Pendapatan di sektor layanan makanan dan tempat minum—satu-satunya komponen jasa dalam laporan tersebut—meningkat 0,5% setelah sebelumnya naik 0,4% pada bulan Juni. Kategori ini dianggap sebagai indikator utama keuangan rumah tangga. Terjadi peningkatan penjualan di toko furnitur, bahan bangunan, peralatan dan perlengkapan taman, serta di pengecer aneka barang dan gerai kesehatan serta perawatan pribadi.
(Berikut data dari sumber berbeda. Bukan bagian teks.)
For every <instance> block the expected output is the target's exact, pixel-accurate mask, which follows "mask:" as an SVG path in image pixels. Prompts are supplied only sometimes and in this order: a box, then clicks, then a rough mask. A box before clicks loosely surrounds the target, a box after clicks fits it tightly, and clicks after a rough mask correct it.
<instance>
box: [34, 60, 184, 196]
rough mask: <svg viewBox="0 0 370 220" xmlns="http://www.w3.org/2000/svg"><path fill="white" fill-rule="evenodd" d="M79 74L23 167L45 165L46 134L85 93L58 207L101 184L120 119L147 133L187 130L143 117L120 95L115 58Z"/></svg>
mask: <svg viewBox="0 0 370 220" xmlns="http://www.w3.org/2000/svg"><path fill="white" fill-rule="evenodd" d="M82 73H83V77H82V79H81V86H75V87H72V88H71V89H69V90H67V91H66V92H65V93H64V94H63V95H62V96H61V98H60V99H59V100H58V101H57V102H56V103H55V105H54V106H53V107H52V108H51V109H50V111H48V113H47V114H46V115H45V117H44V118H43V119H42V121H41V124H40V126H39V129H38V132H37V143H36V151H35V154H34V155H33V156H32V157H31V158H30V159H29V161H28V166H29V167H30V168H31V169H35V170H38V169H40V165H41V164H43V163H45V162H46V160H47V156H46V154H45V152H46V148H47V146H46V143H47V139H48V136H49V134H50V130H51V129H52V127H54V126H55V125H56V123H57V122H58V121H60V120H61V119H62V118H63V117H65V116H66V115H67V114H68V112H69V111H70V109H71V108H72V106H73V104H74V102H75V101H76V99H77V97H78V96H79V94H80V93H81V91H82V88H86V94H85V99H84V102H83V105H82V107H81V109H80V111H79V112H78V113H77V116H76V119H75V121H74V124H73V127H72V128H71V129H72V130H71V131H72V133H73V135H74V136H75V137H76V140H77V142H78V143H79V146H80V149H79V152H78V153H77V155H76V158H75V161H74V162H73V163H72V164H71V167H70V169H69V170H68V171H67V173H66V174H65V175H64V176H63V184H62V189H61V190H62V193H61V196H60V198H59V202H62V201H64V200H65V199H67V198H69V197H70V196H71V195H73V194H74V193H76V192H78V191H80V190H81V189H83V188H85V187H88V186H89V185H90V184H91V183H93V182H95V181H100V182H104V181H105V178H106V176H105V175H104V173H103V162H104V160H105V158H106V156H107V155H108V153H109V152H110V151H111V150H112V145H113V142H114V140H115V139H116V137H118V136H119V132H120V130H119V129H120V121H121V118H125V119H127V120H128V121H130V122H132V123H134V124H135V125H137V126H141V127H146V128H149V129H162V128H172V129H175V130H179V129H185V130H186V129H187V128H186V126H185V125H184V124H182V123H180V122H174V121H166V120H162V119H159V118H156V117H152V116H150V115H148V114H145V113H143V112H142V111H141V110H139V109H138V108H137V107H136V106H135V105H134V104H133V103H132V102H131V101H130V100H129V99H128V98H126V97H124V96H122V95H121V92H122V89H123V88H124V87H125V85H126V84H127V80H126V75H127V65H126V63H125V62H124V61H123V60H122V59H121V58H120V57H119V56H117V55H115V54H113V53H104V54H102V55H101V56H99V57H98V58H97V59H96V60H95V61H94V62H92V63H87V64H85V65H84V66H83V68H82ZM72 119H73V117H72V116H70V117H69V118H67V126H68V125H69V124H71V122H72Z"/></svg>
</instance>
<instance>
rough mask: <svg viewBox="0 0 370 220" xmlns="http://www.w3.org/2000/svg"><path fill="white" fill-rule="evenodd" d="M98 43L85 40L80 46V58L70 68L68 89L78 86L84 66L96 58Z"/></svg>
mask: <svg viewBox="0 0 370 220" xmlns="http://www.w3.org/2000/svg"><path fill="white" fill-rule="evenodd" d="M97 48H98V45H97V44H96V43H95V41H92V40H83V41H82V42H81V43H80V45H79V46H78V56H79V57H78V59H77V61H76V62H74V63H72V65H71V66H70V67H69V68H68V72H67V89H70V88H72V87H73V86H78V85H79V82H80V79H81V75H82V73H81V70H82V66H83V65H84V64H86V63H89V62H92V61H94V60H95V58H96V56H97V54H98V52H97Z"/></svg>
Penjualan di toko perlengkapan olahraga, hobi, alat musik, dan buku tidak mengalami perubahan. Pengembalian pajak yang cukup besar tahun ini membantu meredam dampak kenaikan harga bensin akibat konflik di Timur Tengah, sehingga menghasilkan belanja konsumen yang kuat pada kuartal kedua. Para ekonom menyatakan bahwa dana pengembalian pajak tersebut kini telah habis digunakan. Namun, dengan adanya reli pasar saham yang meningkatkan kekayaan rumah tangga, mereka tidak memperkirakan akan terjadi penurunan tajam dalam belanja konsumen.

Penjualan ritel—tidak termasuk mobil, bensin, bahan bangunan, dan layanan makanan—turun 0,4% bulan lalu setelah kenaikan sebesar 0,4% pada bulan Juni (angka yang kemudian direvisi sedikit ke bawah).

Para ekonom sebelumnya memperkirakan bahwa angka yang disebut sebagai penjualan ritel inti ini—yang paling erat kaitannya dengan komponen belanja konsumen dalam produk domestik bruto—akan naik 0,3%, menyusul kenaikan 0,5% yang dilaporkan sebelumnya untuk bulan Juni.